Activate UI Design Language
Unifying the experience across a product portfolio
A window of opportunity
Outcome Health's product portfolio had grown in the span of a few years from a single offering, the waiting room TV, to include a tablet for exam rooms, a digital wallboard, and an infusion room tablet. Developed at different times by different teams, sometimes with little design process, the portfolio lacked cohesion in both interaction patterns and visual presentation.
Opportunity struck as a major rebranding effort was unveiled. The branding agency's standards manual included some suggested ways to apply the new visual language to the product portfolio, and this sparked interest among leadership in updating and harmonizing the UIs. There was one problem: The suggestions were all made purely from a branding design perspective, lacking the context and strategic thinking of a user-focused, product-oriented design process.
I knew I had to act.
Throughout the process of redesigning the wallboard, I had kept in mind the eventual goal of a project to unify design language, and when this opportunity presented itself, I spearheaded the effort. As I would come to say often in pitching the project, the branding agency had defined our voice in the marketplace, for an audience of healthcare organizations and life sciences companies. This was materially different from what our products needed, a voice at the point of care, speaking to individual doctors and patients.

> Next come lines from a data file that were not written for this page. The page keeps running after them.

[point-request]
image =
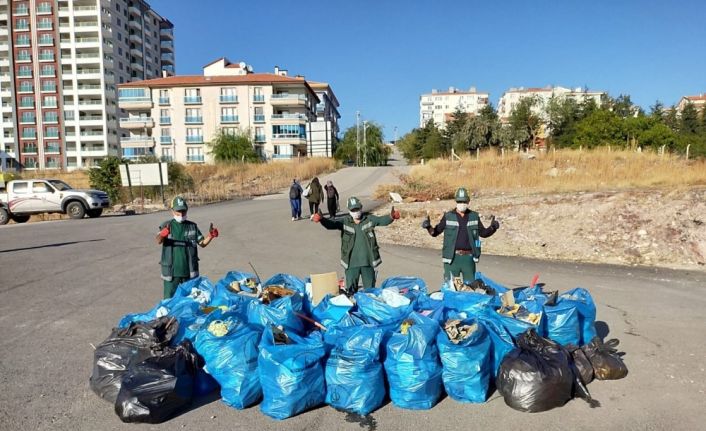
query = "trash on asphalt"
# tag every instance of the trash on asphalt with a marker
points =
(269, 343)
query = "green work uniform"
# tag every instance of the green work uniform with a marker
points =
(180, 261)
(360, 253)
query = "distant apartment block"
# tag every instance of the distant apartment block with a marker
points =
(175, 117)
(439, 106)
(60, 62)
(512, 97)
(699, 101)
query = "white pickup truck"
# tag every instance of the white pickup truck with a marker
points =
(22, 198)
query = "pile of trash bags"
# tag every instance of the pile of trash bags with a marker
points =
(266, 343)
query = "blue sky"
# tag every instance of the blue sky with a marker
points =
(379, 56)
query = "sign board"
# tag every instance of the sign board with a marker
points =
(322, 284)
(145, 174)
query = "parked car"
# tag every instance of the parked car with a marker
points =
(22, 198)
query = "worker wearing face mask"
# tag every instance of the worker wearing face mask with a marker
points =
(179, 238)
(359, 248)
(462, 231)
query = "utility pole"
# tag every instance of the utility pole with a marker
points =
(365, 144)
(357, 138)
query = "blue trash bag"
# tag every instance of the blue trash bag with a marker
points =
(376, 311)
(204, 384)
(499, 288)
(468, 365)
(199, 289)
(280, 312)
(412, 365)
(406, 284)
(355, 381)
(224, 295)
(470, 302)
(583, 301)
(232, 359)
(291, 375)
(429, 307)
(562, 323)
(328, 313)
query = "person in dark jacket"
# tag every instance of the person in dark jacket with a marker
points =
(462, 231)
(315, 196)
(360, 254)
(179, 239)
(331, 198)
(295, 199)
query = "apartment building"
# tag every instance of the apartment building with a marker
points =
(699, 101)
(512, 97)
(322, 135)
(63, 59)
(439, 106)
(175, 117)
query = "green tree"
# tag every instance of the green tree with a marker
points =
(373, 150)
(106, 177)
(689, 119)
(524, 122)
(237, 147)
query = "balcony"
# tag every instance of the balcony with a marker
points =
(137, 142)
(228, 99)
(288, 100)
(137, 123)
(129, 103)
(194, 158)
(297, 118)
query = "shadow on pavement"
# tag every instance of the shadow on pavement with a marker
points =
(58, 244)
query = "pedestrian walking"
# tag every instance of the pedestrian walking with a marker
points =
(315, 196)
(462, 231)
(331, 198)
(359, 248)
(295, 199)
(179, 238)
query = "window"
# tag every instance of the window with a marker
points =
(49, 102)
(24, 72)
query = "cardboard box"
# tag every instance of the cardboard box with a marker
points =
(323, 284)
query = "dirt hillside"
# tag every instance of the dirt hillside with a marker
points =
(653, 228)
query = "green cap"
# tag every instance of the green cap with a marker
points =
(462, 195)
(179, 204)
(354, 203)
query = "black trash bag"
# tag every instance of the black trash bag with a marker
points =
(582, 364)
(605, 359)
(159, 387)
(126, 347)
(538, 375)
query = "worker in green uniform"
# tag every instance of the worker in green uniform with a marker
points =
(179, 238)
(360, 253)
(462, 231)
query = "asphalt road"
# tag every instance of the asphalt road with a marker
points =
(65, 284)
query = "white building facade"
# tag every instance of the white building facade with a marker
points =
(510, 99)
(65, 60)
(175, 117)
(439, 106)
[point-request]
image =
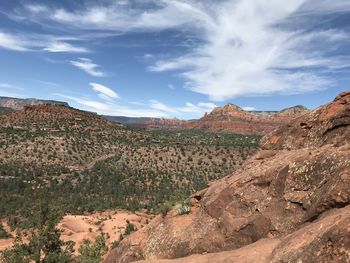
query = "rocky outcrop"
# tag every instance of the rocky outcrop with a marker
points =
(232, 118)
(18, 104)
(149, 123)
(288, 203)
(47, 113)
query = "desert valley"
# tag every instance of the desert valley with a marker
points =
(184, 191)
(175, 131)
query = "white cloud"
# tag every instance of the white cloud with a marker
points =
(242, 47)
(189, 109)
(104, 92)
(25, 42)
(88, 66)
(12, 42)
(64, 47)
(245, 52)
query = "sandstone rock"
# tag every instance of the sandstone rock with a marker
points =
(301, 177)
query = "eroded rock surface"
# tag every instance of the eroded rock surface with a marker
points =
(292, 196)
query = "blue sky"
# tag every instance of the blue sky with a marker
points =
(175, 58)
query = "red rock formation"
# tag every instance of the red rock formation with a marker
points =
(232, 118)
(289, 203)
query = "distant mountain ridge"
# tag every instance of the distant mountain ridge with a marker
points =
(149, 123)
(229, 118)
(18, 104)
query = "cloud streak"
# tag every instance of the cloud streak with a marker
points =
(25, 43)
(88, 66)
(242, 47)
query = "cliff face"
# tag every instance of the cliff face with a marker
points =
(18, 104)
(232, 118)
(288, 203)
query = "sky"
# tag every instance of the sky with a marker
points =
(175, 58)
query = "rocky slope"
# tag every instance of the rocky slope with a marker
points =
(288, 203)
(232, 118)
(18, 104)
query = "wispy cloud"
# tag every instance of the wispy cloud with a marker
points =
(242, 47)
(64, 47)
(88, 66)
(196, 110)
(25, 42)
(104, 92)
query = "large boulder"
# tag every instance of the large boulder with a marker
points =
(301, 174)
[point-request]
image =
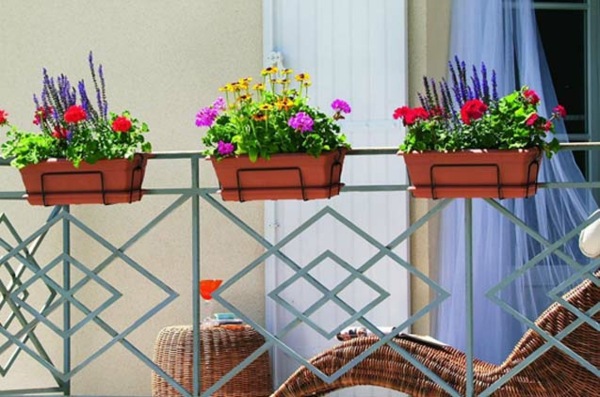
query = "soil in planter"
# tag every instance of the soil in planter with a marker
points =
(58, 182)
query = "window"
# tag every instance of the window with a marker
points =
(569, 31)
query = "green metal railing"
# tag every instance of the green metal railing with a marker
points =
(62, 296)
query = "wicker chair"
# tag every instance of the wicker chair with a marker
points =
(552, 374)
(221, 349)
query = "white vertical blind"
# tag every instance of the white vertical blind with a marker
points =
(354, 50)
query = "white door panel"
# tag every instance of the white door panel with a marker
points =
(354, 50)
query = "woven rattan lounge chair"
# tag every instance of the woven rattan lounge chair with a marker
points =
(552, 374)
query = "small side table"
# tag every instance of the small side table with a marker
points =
(221, 349)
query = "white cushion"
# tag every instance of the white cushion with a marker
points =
(589, 239)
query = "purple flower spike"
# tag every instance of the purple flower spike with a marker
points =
(206, 117)
(301, 122)
(225, 148)
(339, 105)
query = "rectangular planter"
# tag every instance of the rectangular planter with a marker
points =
(285, 176)
(474, 173)
(58, 182)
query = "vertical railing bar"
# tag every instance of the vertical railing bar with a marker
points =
(196, 278)
(469, 292)
(67, 304)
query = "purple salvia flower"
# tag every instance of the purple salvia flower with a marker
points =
(219, 104)
(225, 148)
(85, 101)
(301, 122)
(436, 97)
(206, 117)
(486, 87)
(476, 83)
(494, 86)
(339, 105)
(448, 94)
(103, 90)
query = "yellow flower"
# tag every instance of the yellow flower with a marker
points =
(245, 98)
(269, 70)
(284, 104)
(302, 77)
(227, 88)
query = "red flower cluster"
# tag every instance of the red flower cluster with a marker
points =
(60, 133)
(472, 110)
(121, 124)
(75, 114)
(531, 96)
(410, 116)
(3, 117)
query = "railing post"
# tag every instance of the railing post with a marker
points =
(196, 275)
(469, 292)
(67, 303)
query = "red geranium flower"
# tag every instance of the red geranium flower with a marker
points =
(60, 133)
(75, 114)
(401, 112)
(3, 117)
(531, 96)
(121, 124)
(531, 120)
(560, 111)
(472, 110)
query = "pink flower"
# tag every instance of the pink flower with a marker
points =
(121, 124)
(339, 105)
(559, 111)
(3, 117)
(301, 122)
(531, 120)
(531, 96)
(472, 110)
(225, 148)
(75, 114)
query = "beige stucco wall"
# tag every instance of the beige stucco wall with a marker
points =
(428, 40)
(163, 60)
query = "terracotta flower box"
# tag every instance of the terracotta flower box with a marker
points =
(285, 176)
(58, 182)
(474, 173)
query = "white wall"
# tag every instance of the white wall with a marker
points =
(163, 60)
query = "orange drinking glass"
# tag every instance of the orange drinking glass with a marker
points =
(207, 287)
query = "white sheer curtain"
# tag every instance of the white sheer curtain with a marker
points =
(503, 34)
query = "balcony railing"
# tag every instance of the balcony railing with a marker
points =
(20, 327)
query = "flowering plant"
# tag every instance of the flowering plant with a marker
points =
(270, 117)
(72, 127)
(469, 114)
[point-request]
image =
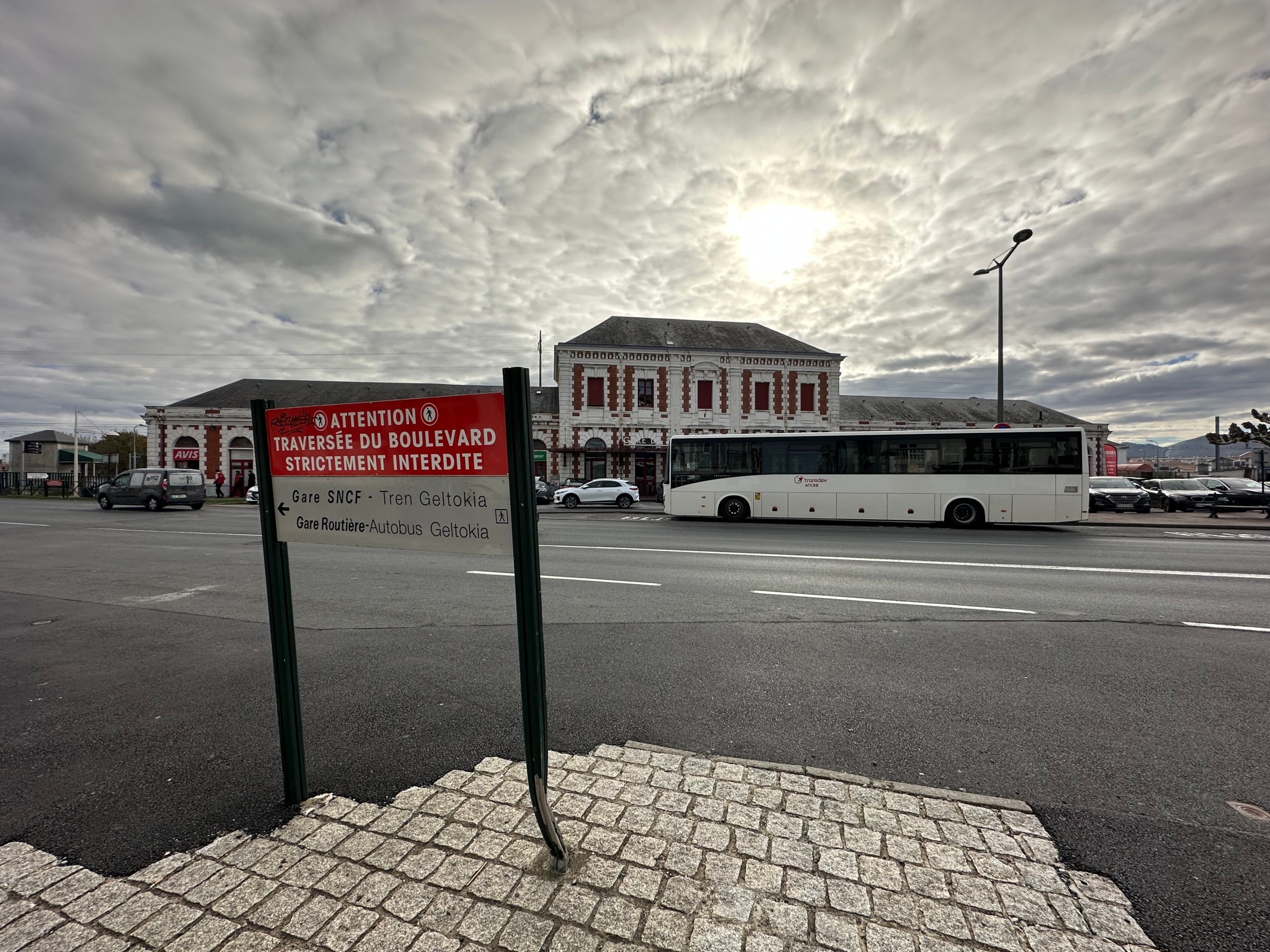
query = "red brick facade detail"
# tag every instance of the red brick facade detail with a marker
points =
(212, 454)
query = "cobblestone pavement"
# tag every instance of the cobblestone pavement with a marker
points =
(672, 853)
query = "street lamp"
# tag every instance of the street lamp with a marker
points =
(999, 266)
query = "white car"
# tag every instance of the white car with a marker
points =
(619, 492)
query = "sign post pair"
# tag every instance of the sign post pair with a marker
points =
(438, 474)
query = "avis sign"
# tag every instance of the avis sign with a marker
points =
(426, 474)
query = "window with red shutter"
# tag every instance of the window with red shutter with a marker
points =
(705, 395)
(595, 391)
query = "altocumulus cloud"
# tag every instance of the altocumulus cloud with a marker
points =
(410, 191)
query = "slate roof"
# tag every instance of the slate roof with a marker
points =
(949, 410)
(47, 437)
(680, 334)
(304, 393)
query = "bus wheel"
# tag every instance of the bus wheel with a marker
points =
(965, 514)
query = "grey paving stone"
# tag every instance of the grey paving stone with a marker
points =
(215, 885)
(309, 870)
(445, 912)
(525, 933)
(571, 939)
(483, 922)
(618, 917)
(785, 919)
(250, 941)
(96, 904)
(341, 880)
(838, 932)
(204, 936)
(532, 893)
(993, 931)
(389, 936)
(709, 936)
(28, 928)
(167, 925)
(881, 873)
(640, 883)
(133, 913)
(409, 899)
(244, 897)
(849, 897)
(277, 908)
(883, 939)
(665, 928)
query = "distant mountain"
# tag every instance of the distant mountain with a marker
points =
(1187, 448)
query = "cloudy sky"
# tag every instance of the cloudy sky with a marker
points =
(192, 193)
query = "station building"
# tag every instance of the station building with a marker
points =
(625, 388)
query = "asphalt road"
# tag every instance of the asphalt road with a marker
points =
(140, 717)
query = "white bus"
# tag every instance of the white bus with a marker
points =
(963, 478)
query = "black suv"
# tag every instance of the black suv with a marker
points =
(1173, 496)
(154, 489)
(1239, 492)
(1117, 494)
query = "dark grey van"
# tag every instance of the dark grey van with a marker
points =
(154, 489)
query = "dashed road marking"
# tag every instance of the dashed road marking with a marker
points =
(920, 562)
(573, 578)
(894, 602)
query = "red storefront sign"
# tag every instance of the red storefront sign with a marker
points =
(459, 436)
(1110, 462)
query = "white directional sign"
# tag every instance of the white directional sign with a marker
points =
(427, 474)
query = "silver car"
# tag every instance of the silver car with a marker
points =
(619, 493)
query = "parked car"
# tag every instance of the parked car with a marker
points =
(1117, 494)
(1239, 492)
(619, 492)
(154, 489)
(1173, 496)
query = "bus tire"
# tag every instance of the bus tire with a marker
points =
(964, 514)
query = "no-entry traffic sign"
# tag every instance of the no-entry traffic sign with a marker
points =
(427, 474)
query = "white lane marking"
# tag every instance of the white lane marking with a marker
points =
(1232, 627)
(573, 578)
(167, 595)
(921, 562)
(893, 602)
(179, 532)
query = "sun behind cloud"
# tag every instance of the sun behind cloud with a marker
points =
(776, 240)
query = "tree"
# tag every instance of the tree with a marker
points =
(1244, 432)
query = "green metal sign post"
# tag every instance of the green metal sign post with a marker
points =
(529, 605)
(282, 622)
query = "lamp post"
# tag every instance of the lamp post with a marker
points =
(999, 266)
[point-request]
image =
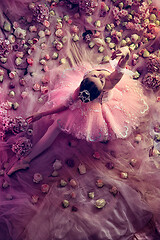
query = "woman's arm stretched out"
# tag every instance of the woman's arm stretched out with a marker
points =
(116, 76)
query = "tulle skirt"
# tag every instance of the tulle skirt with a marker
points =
(113, 115)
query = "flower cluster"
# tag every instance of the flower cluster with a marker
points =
(153, 64)
(5, 47)
(14, 125)
(88, 6)
(40, 13)
(151, 81)
(22, 147)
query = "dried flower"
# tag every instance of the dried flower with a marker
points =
(22, 147)
(88, 6)
(45, 188)
(153, 64)
(100, 203)
(151, 81)
(37, 178)
(40, 13)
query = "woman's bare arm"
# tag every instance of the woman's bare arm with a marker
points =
(116, 76)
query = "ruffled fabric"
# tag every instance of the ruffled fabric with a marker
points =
(113, 115)
(56, 197)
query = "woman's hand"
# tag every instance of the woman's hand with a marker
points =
(34, 117)
(121, 52)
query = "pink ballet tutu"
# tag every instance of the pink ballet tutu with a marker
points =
(112, 115)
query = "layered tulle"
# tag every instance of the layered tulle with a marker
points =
(114, 114)
(124, 173)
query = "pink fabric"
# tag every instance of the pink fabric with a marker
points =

The first challenge of this project was getting it off the ground: The VP of Product Design was onboard with making this a priority as a visual refresh was already on the roadmap for one product, the Exam Room Tablet, but I needed buy-in from other parts of the organization. I found my second champion in the head of our client creative group, who I was successfully able to sell on the value of a standardized, clinically-sensitive approach to UI that would support the media his team was authoring.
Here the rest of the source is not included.